Die Betroffenen sollten von ihrem Umfeld auch als normale Menschen behandelt und nicht nur auf ihre Krankheit reduziert werden. Das Publikum stellte Fragen und erzählte berührende Lebensgeschichten von Familienangehörigen. Besonders eine junge Betroffene erzählte sehr mutig von ihrem Weg. Zum Schluss sagte Scharf noch, bevor sie großen Applaus bekam: „Heute würde ich mir viel schneller Hilfe holen. Je eher man das tut, desto schneller kann man wieder in ein normales Leben zurückfinden.“
Wo sich Betroffene und Angehörige Hilfe holen können
Die Grenzen zwischen den Essstörungen sind fließend, vielen sieht man ihr jahrzehntelanges Leiden nicht an.

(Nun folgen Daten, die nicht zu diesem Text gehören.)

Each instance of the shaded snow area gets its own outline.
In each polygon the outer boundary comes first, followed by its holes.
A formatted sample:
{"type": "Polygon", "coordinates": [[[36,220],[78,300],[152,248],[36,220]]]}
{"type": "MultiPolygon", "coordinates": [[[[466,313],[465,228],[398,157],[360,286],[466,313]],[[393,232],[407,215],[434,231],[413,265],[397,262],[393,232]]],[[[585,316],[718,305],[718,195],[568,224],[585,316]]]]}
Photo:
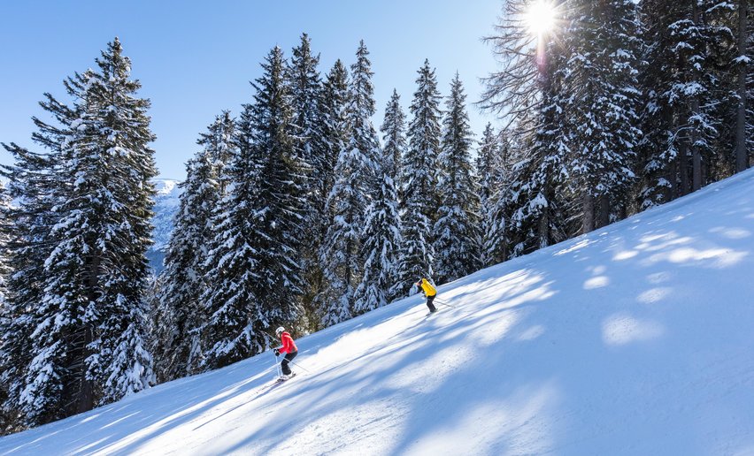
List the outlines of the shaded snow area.
{"type": "Polygon", "coordinates": [[[147,251],[147,258],[156,272],[163,269],[162,261],[173,232],[173,218],[181,205],[181,188],[178,180],[154,179],[155,184],[155,217],[152,217],[154,225],[154,245],[147,251]]]}
{"type": "Polygon", "coordinates": [[[0,453],[754,454],[752,270],[750,171],[0,453]]]}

Therapieplätze sind oft mit langen Wartezeiten verbunden und nicht jeder Arzt kennt sich mit der Thematik aus. Es gibt auf Essstörungen spezialisierte Kliniken und generell sind Psychologen, Psychiater, Psychosoziale Beratungsstellen und Kliniken Ansprechpartner. Es gibt Selbsthilfegruppen und Netzwerke von Betroffenen und Angehörigen. Neben Psychotherapien gibt es auch die Möglichkeit von Traumabehandlungen.
Menschen im Landkreis Heidenheim, die an Essstörungen leiden, sowie deren Angehörige, können sich zum Beispiel an folgende Adressen wenden: Klinik für Psychiatrie, Psychotherapie und Psychosomatik Heidenheim (Tel. 07321.33-2452); Angehörigentreff der Suchtselbsthilfe in Heidenheim, 14-tägig, Infos bei Peter Barth unter Tel. 07321.32112523; neo-iv.de – Netzwerk Essstörungen Ostalb (ab 18, nur AOK-Versicherte); online unter bzga-essstoerungen.de.
Kinder und Jugendliche sollten, wenn noch keine akute Lebensgefahr vorliegt (in diesem Fall bleibt nur eine Klinikeinweisung), bei Kinder- und Jugendlichenpsychotherapeuten Hilfe suchen. Möglich ist dies auch in der Klinik in Ellwangen.